Kate Hattemer, The Vigilante Poets of Selwyn Academy
When a reality TV show hijacks a Minneapolis arts academy, the school idealists and misfits resent their classmates’ sudden stardom. But a unit on Ezra Pound awakens four bohemians’ desire to resist. Suddenly, their anonymous epic poem becomes the flashpoint between Hollywood glamor and free-spirited artistry. Just when it seems art triumphs over spectacle, though, these poetic insurgents discover the power media charm really wields. They must face their own part in transforming their school.
Superficially, Kate Hattemer’s first novel shows four teenagers rebelling against mindless conformity handed down by adults who hold unquestioned authority. But thinking backward, it actually deals with illusions. This includes illusions we learn from authority, like the belief in raffish artistry, or illusions sold us for duplicitous purposes, like television’s selectively edited charisma. But we’re most blinded by the illusions we create ourselves, which here means mainly the gulf between romantic malarkey and real love.
Ethan Andrezejczak, our first-person narrator, and his three fellow rhyme rebels use post-colonial traditions of long poetry to protest how TV’s “For Art’s Sake” has transformed Selwyn Academy. Ethan loves his friends wholly, but knows them, too. It’s hard to romanticize what we truly know. Thus he dedicates his greatest loyalty to Maura Heldsman, a beautiful ballerina who apparently doesn’t know him. Besides the media illusions, Ethan surrounds himself with made-up relationships with virtual strangers.
When Ethan discovers Maura needs the reality show’s top prize, a hefty scholarship, to achieve her lifelong dreams, his first illusion shatters. He cannot hate something that gives hope. But he also discovers how little he knows Maura, forcing him to choose. Does he sacrifice his illusion, or double down, making her even more unattainable? His final answer lies somewhere between the extremes. Like us, he needs his illusions to persevere in a contentious world.

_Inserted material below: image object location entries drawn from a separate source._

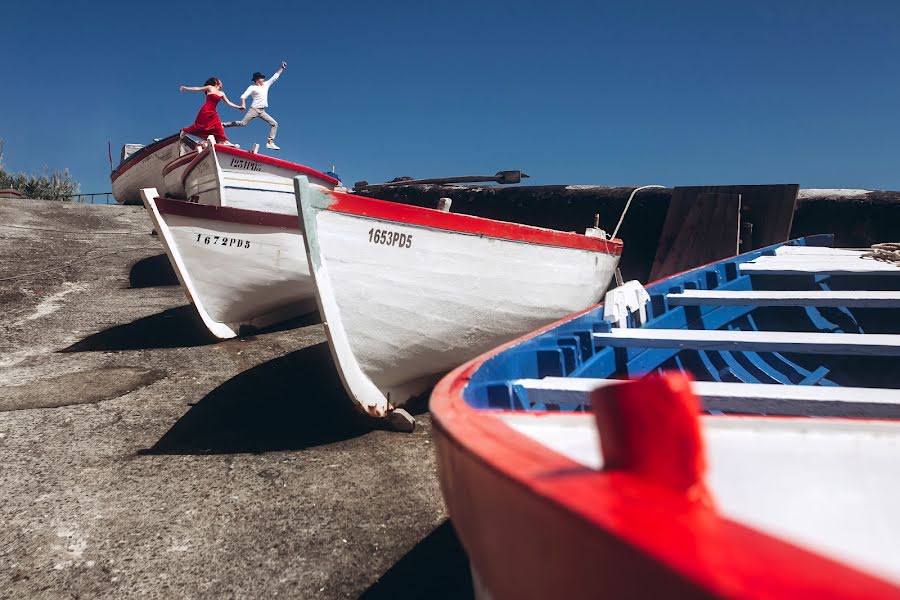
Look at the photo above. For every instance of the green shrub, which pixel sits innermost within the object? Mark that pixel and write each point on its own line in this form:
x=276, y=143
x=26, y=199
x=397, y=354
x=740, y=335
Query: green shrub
x=47, y=186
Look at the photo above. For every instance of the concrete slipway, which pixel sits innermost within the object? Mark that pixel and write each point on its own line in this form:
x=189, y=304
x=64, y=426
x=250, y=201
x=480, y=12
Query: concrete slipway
x=139, y=458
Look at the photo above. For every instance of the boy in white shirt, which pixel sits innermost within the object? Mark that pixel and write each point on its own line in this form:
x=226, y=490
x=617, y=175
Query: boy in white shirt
x=260, y=92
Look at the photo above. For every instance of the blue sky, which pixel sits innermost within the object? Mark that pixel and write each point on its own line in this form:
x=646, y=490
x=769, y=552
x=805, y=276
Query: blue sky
x=610, y=93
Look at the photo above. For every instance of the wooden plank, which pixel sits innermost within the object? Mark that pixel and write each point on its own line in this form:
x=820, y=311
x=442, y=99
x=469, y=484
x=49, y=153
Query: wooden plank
x=770, y=399
x=822, y=265
x=856, y=344
x=768, y=208
x=854, y=298
x=700, y=228
x=817, y=251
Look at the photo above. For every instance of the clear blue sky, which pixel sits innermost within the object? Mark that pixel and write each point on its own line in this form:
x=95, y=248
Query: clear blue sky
x=611, y=93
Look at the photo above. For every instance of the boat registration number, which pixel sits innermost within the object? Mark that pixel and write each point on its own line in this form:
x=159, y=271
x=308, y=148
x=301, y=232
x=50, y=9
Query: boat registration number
x=221, y=240
x=390, y=238
x=243, y=163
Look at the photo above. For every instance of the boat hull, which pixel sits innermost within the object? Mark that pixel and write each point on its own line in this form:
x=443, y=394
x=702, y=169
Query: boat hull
x=225, y=176
x=558, y=487
x=407, y=293
x=144, y=169
x=240, y=269
x=173, y=176
x=237, y=249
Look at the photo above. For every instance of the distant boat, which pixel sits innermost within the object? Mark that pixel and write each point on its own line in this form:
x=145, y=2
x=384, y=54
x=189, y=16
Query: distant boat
x=407, y=293
x=236, y=244
x=142, y=166
x=773, y=475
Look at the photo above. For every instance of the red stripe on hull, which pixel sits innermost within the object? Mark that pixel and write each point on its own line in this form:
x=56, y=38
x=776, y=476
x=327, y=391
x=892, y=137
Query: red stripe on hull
x=227, y=214
x=538, y=514
x=436, y=219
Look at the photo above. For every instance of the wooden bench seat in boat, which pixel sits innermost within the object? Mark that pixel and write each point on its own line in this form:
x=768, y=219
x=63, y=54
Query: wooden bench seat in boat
x=818, y=298
x=850, y=344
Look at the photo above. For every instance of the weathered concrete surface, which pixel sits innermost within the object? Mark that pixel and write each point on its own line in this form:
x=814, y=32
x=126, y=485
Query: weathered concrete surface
x=138, y=458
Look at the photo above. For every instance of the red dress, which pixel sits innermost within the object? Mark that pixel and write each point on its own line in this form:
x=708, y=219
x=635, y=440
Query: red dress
x=207, y=122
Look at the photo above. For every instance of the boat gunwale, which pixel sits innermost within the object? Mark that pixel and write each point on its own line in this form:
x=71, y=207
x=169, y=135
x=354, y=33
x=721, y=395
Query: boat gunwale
x=143, y=153
x=675, y=543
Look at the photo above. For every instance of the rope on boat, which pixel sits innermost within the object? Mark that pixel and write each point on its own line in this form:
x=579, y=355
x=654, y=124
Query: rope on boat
x=627, y=204
x=888, y=252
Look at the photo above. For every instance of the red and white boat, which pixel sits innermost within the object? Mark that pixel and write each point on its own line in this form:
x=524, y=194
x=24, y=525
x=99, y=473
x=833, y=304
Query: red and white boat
x=236, y=244
x=774, y=475
x=407, y=293
x=143, y=168
x=228, y=176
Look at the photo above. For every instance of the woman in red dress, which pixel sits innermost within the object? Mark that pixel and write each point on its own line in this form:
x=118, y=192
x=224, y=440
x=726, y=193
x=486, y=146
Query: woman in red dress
x=207, y=122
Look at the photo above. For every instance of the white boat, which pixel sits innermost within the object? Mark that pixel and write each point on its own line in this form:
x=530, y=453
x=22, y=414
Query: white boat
x=236, y=244
x=407, y=293
x=228, y=176
x=142, y=166
x=173, y=176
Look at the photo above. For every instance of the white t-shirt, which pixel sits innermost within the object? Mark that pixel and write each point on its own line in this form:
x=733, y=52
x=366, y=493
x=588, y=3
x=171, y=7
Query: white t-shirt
x=260, y=93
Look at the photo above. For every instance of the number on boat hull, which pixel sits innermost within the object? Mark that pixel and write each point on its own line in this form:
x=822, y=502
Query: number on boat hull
x=390, y=238
x=221, y=240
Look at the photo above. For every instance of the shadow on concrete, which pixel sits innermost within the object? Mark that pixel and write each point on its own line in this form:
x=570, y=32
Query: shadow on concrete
x=179, y=327
x=437, y=567
x=153, y=271
x=288, y=403
x=313, y=318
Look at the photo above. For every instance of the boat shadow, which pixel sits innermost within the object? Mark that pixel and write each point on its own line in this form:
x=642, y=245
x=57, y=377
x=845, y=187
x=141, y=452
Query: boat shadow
x=289, y=403
x=153, y=271
x=179, y=327
x=437, y=567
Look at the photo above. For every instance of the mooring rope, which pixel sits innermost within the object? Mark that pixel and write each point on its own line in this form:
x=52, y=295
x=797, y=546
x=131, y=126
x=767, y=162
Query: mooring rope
x=627, y=204
x=887, y=252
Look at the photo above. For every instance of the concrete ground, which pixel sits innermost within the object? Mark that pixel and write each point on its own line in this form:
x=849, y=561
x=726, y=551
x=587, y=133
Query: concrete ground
x=140, y=458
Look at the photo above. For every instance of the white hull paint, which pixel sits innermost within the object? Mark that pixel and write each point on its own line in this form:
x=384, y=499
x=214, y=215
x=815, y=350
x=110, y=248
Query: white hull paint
x=139, y=172
x=222, y=177
x=173, y=176
x=236, y=274
x=253, y=271
x=399, y=315
x=769, y=474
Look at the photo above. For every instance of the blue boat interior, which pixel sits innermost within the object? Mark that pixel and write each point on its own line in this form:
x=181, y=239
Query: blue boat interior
x=572, y=350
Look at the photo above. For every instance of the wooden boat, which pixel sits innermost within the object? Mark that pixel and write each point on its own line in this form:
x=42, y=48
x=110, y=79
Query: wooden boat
x=228, y=176
x=772, y=475
x=236, y=245
x=143, y=168
x=173, y=176
x=406, y=293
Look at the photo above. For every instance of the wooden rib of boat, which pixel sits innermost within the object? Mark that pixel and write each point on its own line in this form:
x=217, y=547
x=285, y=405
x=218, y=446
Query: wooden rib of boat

Hattemer puts Ethan through remarkable changes. As his friends’ guerilla rebellion permeates the school, long-buried secrets get exposed, often at great cost. Selwyn Academy apparently harbors more layers of duplicity and collusion than a John Grisham novel, and whenever they expose one, another proves hidden beneath it. Soon, Ethan’s neck-deep in something he never anticipated. And he painfully discovers that everyone, even your best friend, even your teacher, even your unrequited love, has their price.
The magnitude of illusions Ethan must shatter is both joyous and painful. Not all illusions are bad: the illusion that he knows his English teacher permits him to delve into literature without playing academic politics. But the illusions sold to him, like those surrounding the television show he reflexively hates without first getting to know it, undermine his ability to make smart, informed decisions. Ethan’s illusions collapse, not from disenchantment, but from plain old reality.
Nevertheless, Ethan’s rhyme rebels pursue justice for their bamboozled friends, because they’re young enough to believe their actions matter. By his own confession, Ethan’s visions don’t coincide with life’s often-pitiless trajectory. Yet in refusing to conform, the rhyme rebels discover unanticipated capacities to believe, love, and strike blows against the man. Had I children, I’d wish them half the moxie Ethan demonstrates, because once you have the courage to act, nobody can take that away.
Young adult literature has seen recent great popularity with grown-ups. Despite the real-world setting, Ethan could potentially rank with Harry Potter and Katniss Everdeen. We adults easily vanish into ourselves because we’ve sublimated our dreams to the harsh realities around us. We still believe our shiny dreams, but life’s pressures keep us from pursuing them. It’s hard to improve ourselves while pulling full-time jobs. Youth fiction lets us reclaim the ability to dream without limits.
Because Ethan sees life with unjaded wonder, he’s an appealing character, not just for Hattemer’s intended young adult audience, but for grown-ups, too. He makes us believe we can restore meaning ourselves when confronted by faux reality and for-profit illusions. He helps us realize we needn’t remain enslaved, provided our dreams remain vibrant. Even when dreams collide with unexpected circumstances, Ethan continues moving forward. Because he still believes his actions matter, he’s free to act.
All ages will enjoy this book because it addresses lessons we could all stand to learn: the difference between the ideals, good or ill, we project on others, and their awkward reality. The difference between art-as-art and art-as-business, and why they’re mutually dependent. The gulf between the life we planned, and the life we live. Ethan, with his dry wit and relentless self-sabotage, is a great character because he’s us. His illusions are our hope.